Another View of the Net: New Minority Agora

Assistant Secretary of Commerce Larry Irving says that the decline in minority-owned radio and TV stations is driving young African Americans toward a new place where they can hear and be heard: The Internet.

Decrying the decline of minority voices in the mainstream media, Assistant Secretary of Commerce Larry Irving today pointed to one place where the African Americans and other groups have found their voice: the Internet.

He mentioned in a speech to the National Association of Black Owned Broadcasters the creation of what some have called the "chip-hop generation" - the arrival online of large numbers of young African Americans and sites which speak to them. He urged the broadcasters to respond.

"Hip-hop and urban contemporary music are on the Net. Minority-owned stations are not. You have the power to change that," Irving said.

Announcing the findings of an annual Commerce Department survey of minority media ownership, Irving held up Net broadcasting as a beacon of hope in an environment increasingly dominated by white-owned conglomerates. The survey found that minorities own a mere 322 of 11,475 commercial broadcast stations.
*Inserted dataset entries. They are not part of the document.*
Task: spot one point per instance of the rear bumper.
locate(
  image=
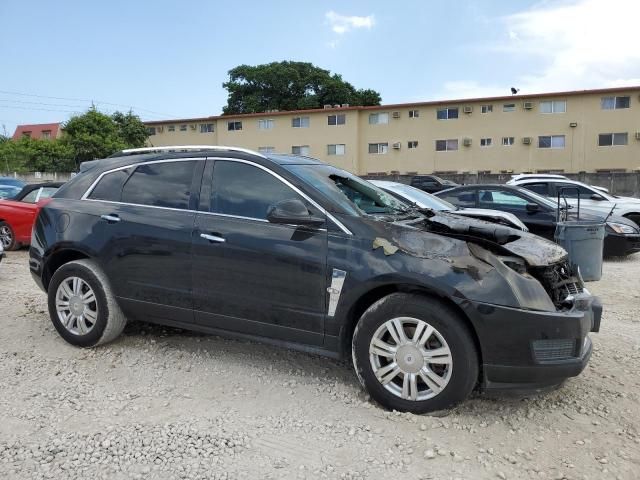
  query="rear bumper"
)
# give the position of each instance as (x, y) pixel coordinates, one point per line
(529, 350)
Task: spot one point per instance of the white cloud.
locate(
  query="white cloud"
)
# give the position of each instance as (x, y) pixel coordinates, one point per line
(575, 44)
(342, 24)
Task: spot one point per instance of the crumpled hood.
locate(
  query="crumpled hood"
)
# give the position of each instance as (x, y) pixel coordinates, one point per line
(535, 250)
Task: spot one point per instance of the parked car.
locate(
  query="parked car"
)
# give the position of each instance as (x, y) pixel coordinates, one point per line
(539, 213)
(422, 199)
(9, 187)
(431, 183)
(292, 251)
(17, 214)
(591, 197)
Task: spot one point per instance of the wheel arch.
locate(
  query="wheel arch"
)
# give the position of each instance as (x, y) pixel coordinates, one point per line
(375, 294)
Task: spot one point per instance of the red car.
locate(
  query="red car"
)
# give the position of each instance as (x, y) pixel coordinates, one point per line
(17, 214)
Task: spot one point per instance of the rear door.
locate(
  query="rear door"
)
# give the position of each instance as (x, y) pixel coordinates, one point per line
(252, 276)
(147, 249)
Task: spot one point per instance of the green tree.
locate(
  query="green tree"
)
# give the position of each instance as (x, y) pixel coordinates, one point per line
(289, 86)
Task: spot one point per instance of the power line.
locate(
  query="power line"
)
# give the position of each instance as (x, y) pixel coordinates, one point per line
(7, 92)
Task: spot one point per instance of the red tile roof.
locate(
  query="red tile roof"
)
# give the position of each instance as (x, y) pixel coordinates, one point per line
(35, 131)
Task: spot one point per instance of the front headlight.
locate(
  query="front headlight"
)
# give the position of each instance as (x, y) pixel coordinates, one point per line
(622, 228)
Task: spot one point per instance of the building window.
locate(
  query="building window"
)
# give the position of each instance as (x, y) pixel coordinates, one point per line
(553, 106)
(378, 118)
(446, 145)
(612, 139)
(300, 122)
(300, 150)
(339, 119)
(614, 103)
(447, 113)
(551, 141)
(378, 148)
(337, 149)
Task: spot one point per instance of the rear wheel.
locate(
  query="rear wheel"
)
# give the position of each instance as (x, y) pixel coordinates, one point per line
(7, 237)
(414, 353)
(82, 306)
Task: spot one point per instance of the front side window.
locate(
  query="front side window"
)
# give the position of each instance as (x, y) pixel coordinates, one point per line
(300, 122)
(446, 145)
(378, 148)
(336, 149)
(553, 106)
(378, 118)
(551, 141)
(300, 150)
(447, 113)
(615, 103)
(265, 124)
(339, 119)
(612, 139)
(245, 190)
(165, 184)
(109, 187)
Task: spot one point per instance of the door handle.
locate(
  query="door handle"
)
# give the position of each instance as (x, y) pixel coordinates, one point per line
(110, 218)
(213, 238)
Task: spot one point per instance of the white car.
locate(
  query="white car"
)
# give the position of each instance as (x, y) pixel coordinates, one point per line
(422, 199)
(591, 198)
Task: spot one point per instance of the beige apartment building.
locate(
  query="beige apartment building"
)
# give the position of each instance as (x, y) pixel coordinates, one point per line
(576, 131)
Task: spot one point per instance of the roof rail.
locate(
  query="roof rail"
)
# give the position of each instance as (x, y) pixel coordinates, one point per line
(183, 148)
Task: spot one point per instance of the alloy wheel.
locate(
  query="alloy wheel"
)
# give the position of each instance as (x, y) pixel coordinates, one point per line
(410, 358)
(76, 306)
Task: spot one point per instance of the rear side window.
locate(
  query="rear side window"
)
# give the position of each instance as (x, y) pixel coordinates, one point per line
(166, 184)
(110, 186)
(246, 191)
(461, 199)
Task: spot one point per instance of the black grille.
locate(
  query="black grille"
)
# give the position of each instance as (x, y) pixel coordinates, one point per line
(554, 350)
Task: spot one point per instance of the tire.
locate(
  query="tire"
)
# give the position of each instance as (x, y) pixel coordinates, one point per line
(455, 380)
(94, 319)
(8, 237)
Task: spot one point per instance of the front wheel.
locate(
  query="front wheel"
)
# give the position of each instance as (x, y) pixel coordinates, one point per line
(415, 354)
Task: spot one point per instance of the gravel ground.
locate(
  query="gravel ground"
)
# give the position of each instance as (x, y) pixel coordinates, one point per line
(162, 404)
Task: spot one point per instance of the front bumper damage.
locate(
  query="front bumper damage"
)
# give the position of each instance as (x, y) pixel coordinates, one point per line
(529, 350)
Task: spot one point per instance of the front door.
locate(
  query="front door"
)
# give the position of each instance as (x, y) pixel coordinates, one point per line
(252, 276)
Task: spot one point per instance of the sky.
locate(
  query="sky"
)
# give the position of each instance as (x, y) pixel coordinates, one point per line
(168, 59)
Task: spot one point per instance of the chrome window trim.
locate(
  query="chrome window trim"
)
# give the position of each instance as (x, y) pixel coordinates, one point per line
(151, 162)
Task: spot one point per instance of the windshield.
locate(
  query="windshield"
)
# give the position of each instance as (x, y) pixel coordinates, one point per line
(355, 195)
(419, 197)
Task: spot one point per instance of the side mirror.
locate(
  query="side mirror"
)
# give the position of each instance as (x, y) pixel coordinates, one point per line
(292, 212)
(533, 207)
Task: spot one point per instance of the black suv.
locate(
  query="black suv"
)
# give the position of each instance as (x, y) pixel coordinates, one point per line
(431, 183)
(290, 250)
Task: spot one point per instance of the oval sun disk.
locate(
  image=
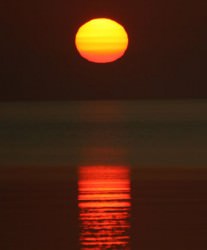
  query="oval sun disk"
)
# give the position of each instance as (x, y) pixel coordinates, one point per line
(101, 40)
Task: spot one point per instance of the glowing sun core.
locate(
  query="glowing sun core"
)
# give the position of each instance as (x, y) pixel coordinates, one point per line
(101, 40)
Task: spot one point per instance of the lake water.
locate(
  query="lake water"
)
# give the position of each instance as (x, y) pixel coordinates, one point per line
(103, 175)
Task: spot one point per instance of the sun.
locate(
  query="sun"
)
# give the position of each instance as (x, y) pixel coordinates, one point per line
(101, 40)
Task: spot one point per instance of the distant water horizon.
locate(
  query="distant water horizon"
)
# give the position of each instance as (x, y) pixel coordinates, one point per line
(103, 175)
(143, 132)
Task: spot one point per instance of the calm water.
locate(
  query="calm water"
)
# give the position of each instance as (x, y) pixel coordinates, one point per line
(103, 175)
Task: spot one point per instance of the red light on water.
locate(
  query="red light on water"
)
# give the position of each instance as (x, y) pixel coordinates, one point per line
(104, 202)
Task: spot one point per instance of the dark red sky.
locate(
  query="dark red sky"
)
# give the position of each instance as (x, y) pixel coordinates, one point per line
(166, 56)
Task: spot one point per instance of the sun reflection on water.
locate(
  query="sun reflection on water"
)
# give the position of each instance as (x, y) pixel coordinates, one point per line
(104, 202)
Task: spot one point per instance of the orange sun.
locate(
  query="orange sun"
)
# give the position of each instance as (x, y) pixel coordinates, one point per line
(101, 40)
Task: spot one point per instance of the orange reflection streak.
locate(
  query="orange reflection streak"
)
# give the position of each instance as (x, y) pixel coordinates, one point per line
(104, 203)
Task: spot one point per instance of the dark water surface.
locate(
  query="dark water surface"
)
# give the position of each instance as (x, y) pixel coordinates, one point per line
(103, 175)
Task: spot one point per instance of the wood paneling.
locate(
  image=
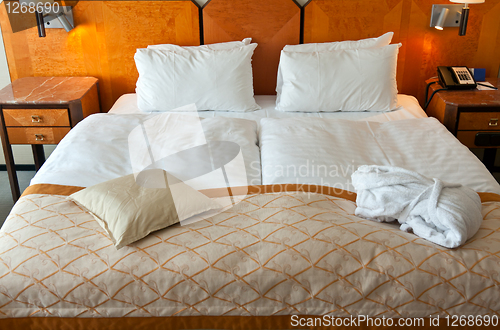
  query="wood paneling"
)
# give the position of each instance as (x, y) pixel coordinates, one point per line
(424, 48)
(103, 43)
(271, 24)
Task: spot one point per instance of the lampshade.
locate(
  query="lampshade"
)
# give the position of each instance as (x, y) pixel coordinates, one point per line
(467, 1)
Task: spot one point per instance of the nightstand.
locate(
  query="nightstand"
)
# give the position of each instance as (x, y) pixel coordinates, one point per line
(42, 110)
(472, 116)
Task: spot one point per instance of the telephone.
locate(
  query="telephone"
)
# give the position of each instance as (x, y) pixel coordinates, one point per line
(456, 77)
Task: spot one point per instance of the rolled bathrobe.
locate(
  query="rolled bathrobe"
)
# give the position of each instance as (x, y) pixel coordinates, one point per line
(443, 213)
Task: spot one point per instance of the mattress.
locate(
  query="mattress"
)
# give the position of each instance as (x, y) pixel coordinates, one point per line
(272, 254)
(77, 162)
(408, 107)
(294, 251)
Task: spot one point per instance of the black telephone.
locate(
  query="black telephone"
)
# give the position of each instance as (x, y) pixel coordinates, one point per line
(456, 77)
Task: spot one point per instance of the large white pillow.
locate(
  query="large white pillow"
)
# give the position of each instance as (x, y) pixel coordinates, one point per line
(211, 79)
(341, 80)
(217, 46)
(383, 40)
(129, 208)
Their percentage of the market has declined since 1996. Due to the sale of US Radio, the largest black-owned broadcast company in the United States, black ownership decreased by 30 stations.

"It is time to have a renewed examination and public debate about the effects of media concentration, and the importance of minority ownership," said Irving, who heads Commerce's National Telecommunications and Information Administration. "There is always going to be churn in the market, but we all have an interest in preserving a diversity of voices."